Recently, I had lunch with a local CPA and a bookkeeper. They work together and are both partners at their firm. My first question to them was, “What are the differences between your two jobs?” They laughed, but for not-so-obvious reasons. A bookkeeper can do most of what a CPA does, but they cannot sign off on official documents like tax returns or financial statement compilations.
I was happy to pick their brains about their work.
Bookkeepers deserve respect because many do understand accounting and financial management very well. For example, for some services this bookkeeper even charged more than the CPA! Experience matters. There are a few solid bookkeepers I can recommend too.
On the other hand, not all bookkeepers are as good as the one I met with. The norm, however, is that bookkeepers don’t understand accounting very well. It shows in their work and eventually the business owner must hire a someone like me to clean up their books.
To become a CPA, you must spend extra time in college, pass an extremely difficult test, and work for another CPA for at least a year. These requirements are to ensure that CPAs know what they are doing. We are also required to meet annual continuing education training and for public practices, like mine, allow our peers to do an in-depth review of our work.
Here is a list of what I consider the key benefits to working with a CPA:
- Know the appropriate accounting treatment for many different types of transactions
- Understand tax laws and implications
- Can provide more in-depth analysis and advise on important business decisions
- Save you time and money at tax time if were already familiar with your books
- Can put our signature on financial statements to be used to get a loan from a bank or raise capital (this is a form of assurance, such as a review, compilation, or audit)
- We know how to study and dig for answers (we didn’t go through all that schooling and pass crazy exams because it was easy!)
- Are vetted (after schooling and the very difficult exams, we must complete continuing education every year and are subject to peer reviews)

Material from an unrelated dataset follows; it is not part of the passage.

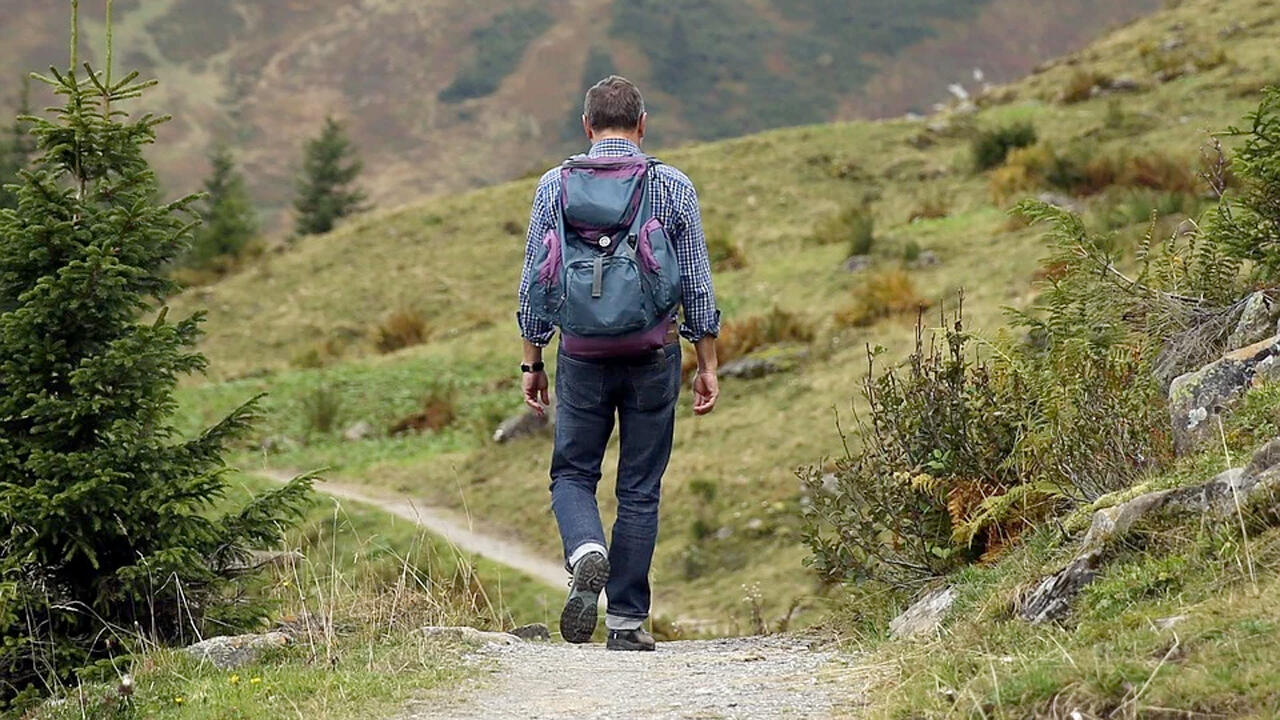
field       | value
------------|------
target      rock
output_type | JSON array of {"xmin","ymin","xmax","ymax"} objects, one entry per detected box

- Held to a high ethical standard, with great penalties if we don’t comply
In summary, you can expect consistent high-quality services from a CPA and a wider range of services. There are good bookkeepers out there, but they may charge the same or more and they cannot perform as many services as a CPA. If you want to hire a bookkeeper, I recommend asking for references and vetting them. I find the second most important quality of a CPA/Bookkeeper is personality and fit. Ask yourself if the person is someone you can have an open and productive relationship with.